Discussion in 'Pentax' started by stefantveye, May 2, 2007.

  1. I've been reading up on K1000 repair in 2 different books/manuals. I have a K1000 that has a real bad
    time with the opening curtain moving too slow at the higher shutter speeds (1/125 - 1/1000). So the
    closing curtain is catching up to the opening curtain and blacking out half (or sometimes more) of the
    frame. In know where to adjust the curtain tension and where to adjust the curtain speed on my camera I
    just don't know HOW to adjust it properly to fix the issue.

    The books I've been referencing are the actual Pentax repair manual and an Ed Romney book. Anybody
    ever done this adjustment?
  2. try this link...
  3. Some info please.

    Which era is your K1000? All metal or plastic skin?
    Is there a visible buckle in the 1st or 2nd curtain?
    Does the it have any bumps, baths, falls?
    Last time it was CLA?

  4. Master faster, thanks for the link. That K1000 manual is the one that I've been referencing.
    The other manuals may prove to be useful.

    Warren, I got this K1000 new in 1989. I believe that falls in the metal skin catagory. Both
    curtains look fairly smooth. I haven't seen any bumps or buckles or abnomailities in either
    curtain. Last time I had it in for CLA service was about 9 months ago, and I was NOT happy
    with the place that did it. That's one reason I've been reading up on repair and service. I want
    to be able to do the cleaning and repairs myself, as much as possible.
  5. Stefan, You sound like your going to do quite well at learning how to repair.

    I am a pessimistic person, also have had to undue so called repairs on many of my cameras that I've found as bargains. Looking at the symptoms I would eliminate the direct forms of trouble. Yes, the tensioning might be way off, but check for obstructions first. Check around for over greasing. I've had my MX (purchased new) CLA by some outfit and the "hosed" the camera and lost my screen. Years later was when I found all that dried gunk they left for me. After I got it back (1991ist), I pretty much stopped using it due to poor shutter accuracy. Its much better now.

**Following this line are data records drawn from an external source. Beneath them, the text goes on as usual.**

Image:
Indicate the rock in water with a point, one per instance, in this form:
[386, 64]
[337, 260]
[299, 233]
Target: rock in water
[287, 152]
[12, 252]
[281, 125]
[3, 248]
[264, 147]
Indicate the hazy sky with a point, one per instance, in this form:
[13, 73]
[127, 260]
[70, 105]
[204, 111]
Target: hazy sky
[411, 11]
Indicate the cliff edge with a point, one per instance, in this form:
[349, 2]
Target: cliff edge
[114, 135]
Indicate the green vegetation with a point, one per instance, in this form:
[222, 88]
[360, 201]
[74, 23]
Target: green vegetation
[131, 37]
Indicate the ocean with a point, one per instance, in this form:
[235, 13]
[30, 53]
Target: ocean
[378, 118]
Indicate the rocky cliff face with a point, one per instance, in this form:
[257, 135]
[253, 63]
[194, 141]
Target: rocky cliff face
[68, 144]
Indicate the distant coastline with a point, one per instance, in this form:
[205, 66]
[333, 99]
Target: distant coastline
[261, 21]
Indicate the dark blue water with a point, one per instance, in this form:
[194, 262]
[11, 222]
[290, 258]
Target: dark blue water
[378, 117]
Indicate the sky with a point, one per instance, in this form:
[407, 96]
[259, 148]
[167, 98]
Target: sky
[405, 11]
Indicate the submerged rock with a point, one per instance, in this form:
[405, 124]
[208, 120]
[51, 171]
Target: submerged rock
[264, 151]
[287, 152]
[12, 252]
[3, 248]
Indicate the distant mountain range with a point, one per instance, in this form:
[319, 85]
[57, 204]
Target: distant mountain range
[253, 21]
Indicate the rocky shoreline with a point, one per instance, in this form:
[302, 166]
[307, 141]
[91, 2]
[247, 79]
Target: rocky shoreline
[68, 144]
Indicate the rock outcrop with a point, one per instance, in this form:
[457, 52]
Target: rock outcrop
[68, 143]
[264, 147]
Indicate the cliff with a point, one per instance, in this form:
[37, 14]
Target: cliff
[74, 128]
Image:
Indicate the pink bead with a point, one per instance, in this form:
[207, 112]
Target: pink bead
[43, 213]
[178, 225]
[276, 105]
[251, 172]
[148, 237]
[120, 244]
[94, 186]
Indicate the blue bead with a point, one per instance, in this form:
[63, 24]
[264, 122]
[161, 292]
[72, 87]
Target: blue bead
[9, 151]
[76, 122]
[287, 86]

    Check out this site, using an audio recording software(free)and rigging up a light sensor to make a nice shutter speed tester. check link:

  6. Warren is likely right: the first impulse is always to change the spring tension, but generally the springs do not weaken over time, so something else is causing the problem and changing the tension will only add mis-adjusted springs to the list of things to be corrected later. Dirty bearings can get sticky and slow a curtain down, and something as big as a film chip can stop one cold. Don't change any adjustments until you're sure everything is clean.
  7. Warren, I tend to be pessimistic too but with cameras I'm not letting it get the better of
    me. Haven't found any obstructions and I'm not 100% sure if it's the curtain tension or the
    shutter speed adjustment itself. I'm not sure how little parts are supposed to be greased
    but I don't see gobs of grease when I remove the bottom plate. I shot some test rolls of
    film and speeds slower than 1/125 are still OK. Thanks for the link, reminds me I still need
    to get a shutter speed tester.

    Richard, so far I've been doing what you suggest - I haven't touched any adjustments until
    I'm sure I know what the problem is! Obviously fiddling with the adjustments will just
    make everything worse. I hadn't thought of dirty bearings I'll have to look a little further
    for dirty or over-greased parts.
  8. There won't necessarily be enough dirt to see, or it may not be in a visible place. If you can reach the curtain spindles you might try getting a drop of lighter fluid into the spindle bearings and see if the behavior changes (it may change back when it dries, but at least you'll know you're looking in the right place).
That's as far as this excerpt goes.